Last week and this week, actually. That’s not quite all I’ve been doing since classes wrapped up on April 10: there has been a spate of committee work, and also (one of the less pleasant features of this time of term) some academic integrity hearings, which take up a fair amount of time. Then on the home front, Maddie was in her high school’s production of The Drowsy Chaperone, which had its four-performance run April 19-21, so in addition to ferrying her to and from rehearsals and doing what I could to mitigate the stress on her schedule in other ways, I’ve also been to two performances–which, on the bright side, was the most fun I’ve had in ages. (In case you know the musical, she played Mrs. Tottendale, with great comic flair. The whole cast was great, actually, as was the production, especially the costumes.)
I’d say the end is in sight, though still further away than I’d like. I am making good progress on the second of two batches of essays; then I have two (out of three) sections left to mark on the Pulp Fiction exam. I have high hopes that it will all be done and I’ll have final grades filed by the end of this week–though if I’m right and I’m coming down with the cold that Maddie sadly got just as the show opened, it might be harder and thus slower going. Tonight is not a good night to do any more of it, though: I’m exhausted, because we were up at 4 a.m. to get Maddie onto a flight to Washington D.C. She is spending a whirlwind three days there with her I.B. History class. I’m envious: I’ve only been to Washington once and barely had time to get started on the sights.

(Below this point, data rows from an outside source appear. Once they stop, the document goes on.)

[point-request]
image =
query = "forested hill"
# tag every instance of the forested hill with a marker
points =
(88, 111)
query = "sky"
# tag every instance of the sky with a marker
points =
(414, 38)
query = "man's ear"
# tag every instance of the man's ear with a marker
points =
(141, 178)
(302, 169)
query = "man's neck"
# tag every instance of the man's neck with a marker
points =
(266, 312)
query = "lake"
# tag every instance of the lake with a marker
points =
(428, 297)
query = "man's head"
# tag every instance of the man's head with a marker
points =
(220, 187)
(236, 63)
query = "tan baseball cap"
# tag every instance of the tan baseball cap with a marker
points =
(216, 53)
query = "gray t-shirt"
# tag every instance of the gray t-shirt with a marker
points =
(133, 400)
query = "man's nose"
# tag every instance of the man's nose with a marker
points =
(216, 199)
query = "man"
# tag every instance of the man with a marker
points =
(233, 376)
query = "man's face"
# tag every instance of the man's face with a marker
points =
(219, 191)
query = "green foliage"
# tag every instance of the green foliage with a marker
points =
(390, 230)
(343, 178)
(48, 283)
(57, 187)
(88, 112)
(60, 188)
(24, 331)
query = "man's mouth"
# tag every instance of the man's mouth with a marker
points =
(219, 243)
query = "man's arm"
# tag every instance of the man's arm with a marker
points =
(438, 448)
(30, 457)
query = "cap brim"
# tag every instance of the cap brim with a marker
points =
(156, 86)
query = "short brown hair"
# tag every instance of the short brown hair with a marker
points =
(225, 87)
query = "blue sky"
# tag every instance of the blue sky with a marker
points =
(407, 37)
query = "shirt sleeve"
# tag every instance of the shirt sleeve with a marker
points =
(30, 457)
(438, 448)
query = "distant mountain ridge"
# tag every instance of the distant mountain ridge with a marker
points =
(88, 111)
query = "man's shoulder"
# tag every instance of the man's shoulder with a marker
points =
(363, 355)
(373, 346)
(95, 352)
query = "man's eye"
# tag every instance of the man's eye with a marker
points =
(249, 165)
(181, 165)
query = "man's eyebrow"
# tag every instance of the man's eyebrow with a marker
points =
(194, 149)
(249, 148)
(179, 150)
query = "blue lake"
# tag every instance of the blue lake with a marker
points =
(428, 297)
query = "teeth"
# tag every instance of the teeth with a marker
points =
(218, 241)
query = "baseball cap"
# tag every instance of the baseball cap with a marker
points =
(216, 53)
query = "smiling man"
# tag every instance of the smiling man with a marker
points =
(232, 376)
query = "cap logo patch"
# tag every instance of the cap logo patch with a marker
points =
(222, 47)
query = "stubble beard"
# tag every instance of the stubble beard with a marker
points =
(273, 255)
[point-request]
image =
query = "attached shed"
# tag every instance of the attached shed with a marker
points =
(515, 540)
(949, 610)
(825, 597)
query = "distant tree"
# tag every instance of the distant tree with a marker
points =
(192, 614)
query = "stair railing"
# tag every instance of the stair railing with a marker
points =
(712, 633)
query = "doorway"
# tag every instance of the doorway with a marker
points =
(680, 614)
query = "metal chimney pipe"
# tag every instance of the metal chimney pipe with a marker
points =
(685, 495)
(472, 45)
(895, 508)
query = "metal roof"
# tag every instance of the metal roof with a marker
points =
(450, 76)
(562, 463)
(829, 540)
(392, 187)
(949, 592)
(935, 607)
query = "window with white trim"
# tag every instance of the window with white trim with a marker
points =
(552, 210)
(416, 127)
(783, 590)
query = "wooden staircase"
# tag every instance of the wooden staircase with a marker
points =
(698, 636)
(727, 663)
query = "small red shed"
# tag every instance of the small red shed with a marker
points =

I’ve been too busy and distracted to settle in for any intense reading, though I did join a few Twitter friends in reading The Warden last weekend. Then I had to take all the books off my mystery bookcase (we needed to move it out of the way temporarily, to do a household project) and in the process of sorting them I was reminded how long it has been since I read most of my P. D. James collection. I’ve put An Unsuitable Job for a Woman back on the reading list for Mystery & Detective Fiction in the fall, so it seemed like a good time to revisit one or two. As a result, I’m happily rereading Death in Holy Orders, which turns out to follow very well on The Warden as it has a number of explicit references in it to Barchester Towers. James herself said she saw the 19th-century novelists as her predecessors more than the Golden Age mystery writers, and in a book like this, that genealogy is clear. There are plenty of murderous moments in Trollope but his world is (mostly) too genial a place, his morality too committed to shades of grey, to allow for outright irremediable violence. (There are exceptions, of course). Like Trollope, James is very good at depicting institutions, with all their intricate politics and emotional dynamics. She’s also exceptionally good at setting, something I emphasize when we discuss Unsuitable Job (where the beauty of Cambridge makes a poignant contrast to the horrors of the novel’s central crime). After reading several hastier or lazier stylists in this genre recently, I am appreciating the leisurely pace of her descriptions, along with the meticulous depth of her characterizations. I don’t like all of her novels equally, but when she is good, she’s very very good.